Quickstart Tutorial

This tutorial (5-10 minutes) walks through the core functionality of calculating B with Bvalcalc!

Installation

Bvalcalc is a python program called from the command line (terminal, shell, zsh, bash etc.)

You can install Bvalcalc on the command line via pip:

pip install Bvalcalc

Specifying popgen parameters

To calculate B, we need evolutionary information about the species of the population in a parameters file.

Copy population genetic parameters from one of the templates, e.g. Drosophila.

Bvalcalc --generate_params drosophila

Open ./DrosophilaParams.py in your text editor of choice. This file contains example popgen parameters that allow us to accurately calculate B. When calculating B for a new species you’ll need to check the literature and use informed values for your population, see Tailoring Parameters

Calculating a B value

Let’s start by calculating B at a site 1kb from the edge of a single conserved element 5kb in length.

Bvalcalc \
--site \
--pop_params ./DrosophilaParams.py \
--gene_size 5000 \
--distance 1000

The B-value for this site should be printed in the console as just above 0.99, which indicates diversity is expecteed to be reduced 1% due to BGS.

B recovery from one element

Now, let’s calculate the recovery of B as a function of distance from the 5kb element so we can plot it (gene_B.png).

Bvalcalc \
--gene \
--gene_size 5000 \
--pop_params ./DrosophilaParams.py \
--plot_output gene_B.png

Have a look at the plot and the results printed to the console, you’ll notice B decays with distance from the selected element. It’s still a modest reduction (<3.1%), but remember, across a genome ALL selected elements will contribute to B at any given site.

B in a genomic region

Alright, now let’s look at part of a chromosome. We can use a BED file (or GFF/CSV) that specifies which genomic ranges are conserved to calculate B for a region in the genome. Let’s calculate B for a 1 Mb region in the middle of chromosome 2R [9500000-10500000] and save it to 1Mb_B.png.

Bvalcalc \
--region 2R:9500000-10500000 \
--pop_params ./DrosophilaParams.py \
--bedgff_path examples/dmel6_2R_genes.csv \
--plot_output 1Mb_B.png

Have a look at the plots: the blue sections of the graph indicate neutral regions and black indicates conserved elements.
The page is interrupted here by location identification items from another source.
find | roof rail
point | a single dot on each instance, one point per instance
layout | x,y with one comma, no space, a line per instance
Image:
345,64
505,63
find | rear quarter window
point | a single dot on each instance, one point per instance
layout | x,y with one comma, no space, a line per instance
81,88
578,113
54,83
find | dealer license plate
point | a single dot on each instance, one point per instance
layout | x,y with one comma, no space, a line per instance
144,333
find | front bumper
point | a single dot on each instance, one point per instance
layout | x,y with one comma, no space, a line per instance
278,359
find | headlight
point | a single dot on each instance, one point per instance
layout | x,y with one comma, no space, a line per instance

That’s all that’s necessary for many analyses, especially if you’re only interested in B values for a specific region of the genome, or are testing against simulated results.

Calculating a B-map

If you wanted to generate a complete B-map for all sites across all chromosomes you would use the following command, though note it’s a lot more data to crunch and maps are already available for Drosophila so no need to run it!

Bvalcalc \
--genome \
--pop_params ./DrosophilaParams.py \
--bedgff_path examples/dmel6_2R_genes.csv \
--out Dmel_Bmap.csv \
--out_binsize 1000

If you had run that command, you’d get a B-map!

B-maps are useful to identify highly conserved regions of the genome, as a null-model for inference, e.g. SweepFinder2 with B-map, or to select the most neutrally-evolving sites for e.g. demographic inference, see Demographic Inference with B-map.